To keep the patient as active as possible within the limits of pathology.

  • Gentle active exercises should be given in order to maintain the range of motion and as well as to maintain the strength.
  • Passive ROM and gentle stretching also help in maintaining the range as well maintain the circulation in the area.

(PROM) should be started only when the limb cannot be moved at all.


  • Self-stretching is taught to the patient to get rid of the cramps which he is likely to get.
  • No form of vigorous restricted exercise should be given as they give rise to increase fatiguability and cramps.
  • The patient should be kept as mobile as possible through walking or standing for as long as possible.
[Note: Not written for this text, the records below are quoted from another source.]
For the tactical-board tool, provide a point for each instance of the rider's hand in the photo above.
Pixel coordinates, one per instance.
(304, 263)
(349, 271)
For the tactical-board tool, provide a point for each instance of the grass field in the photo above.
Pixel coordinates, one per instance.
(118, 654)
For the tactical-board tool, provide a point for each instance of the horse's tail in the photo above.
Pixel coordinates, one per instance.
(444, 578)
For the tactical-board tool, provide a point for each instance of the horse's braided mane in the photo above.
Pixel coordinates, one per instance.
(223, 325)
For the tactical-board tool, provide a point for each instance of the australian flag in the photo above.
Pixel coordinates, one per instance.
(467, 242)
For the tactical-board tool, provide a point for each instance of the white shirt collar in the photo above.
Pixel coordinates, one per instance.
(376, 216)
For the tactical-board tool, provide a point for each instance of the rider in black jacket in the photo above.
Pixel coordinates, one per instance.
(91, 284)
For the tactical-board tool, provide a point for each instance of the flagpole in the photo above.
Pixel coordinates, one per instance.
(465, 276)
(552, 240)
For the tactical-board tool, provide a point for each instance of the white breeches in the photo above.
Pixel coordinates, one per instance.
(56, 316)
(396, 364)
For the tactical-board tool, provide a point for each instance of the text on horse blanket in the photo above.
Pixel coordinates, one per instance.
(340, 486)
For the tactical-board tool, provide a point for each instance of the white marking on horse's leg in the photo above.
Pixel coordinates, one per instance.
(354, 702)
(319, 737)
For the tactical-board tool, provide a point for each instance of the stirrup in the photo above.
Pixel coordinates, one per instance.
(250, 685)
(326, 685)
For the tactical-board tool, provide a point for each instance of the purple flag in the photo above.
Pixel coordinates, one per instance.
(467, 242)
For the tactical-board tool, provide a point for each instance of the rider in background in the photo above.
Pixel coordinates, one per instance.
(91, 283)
To assist walking assistance  by some relatives or attainder is sufficient, sometime the patient need a stick or tripod.

  • Secondary complication in the form of pressure sores and contracters should be avoided and when the person goes into respiratory failure, chest physiotherapy become necessary.
  • Vigorous chest physiotherapy techniques are generally avoided as they are too painful for the paitient.

Once the patient is on ventilator and needs clearance of airway the chest physiotherapy is administered little more vigorously.

  • Light weight orthosis may be given for certain patient to gain stability at the joint that may help the patient in being functionally independent for alonger time.
  • Proper positioning of the patient is necessary because once the limbs becomes increasing difficult to maintain the upright position.
  • Psychological counseling is very essential to prevent the patient from going into a state of depression and to keep his motivation level high.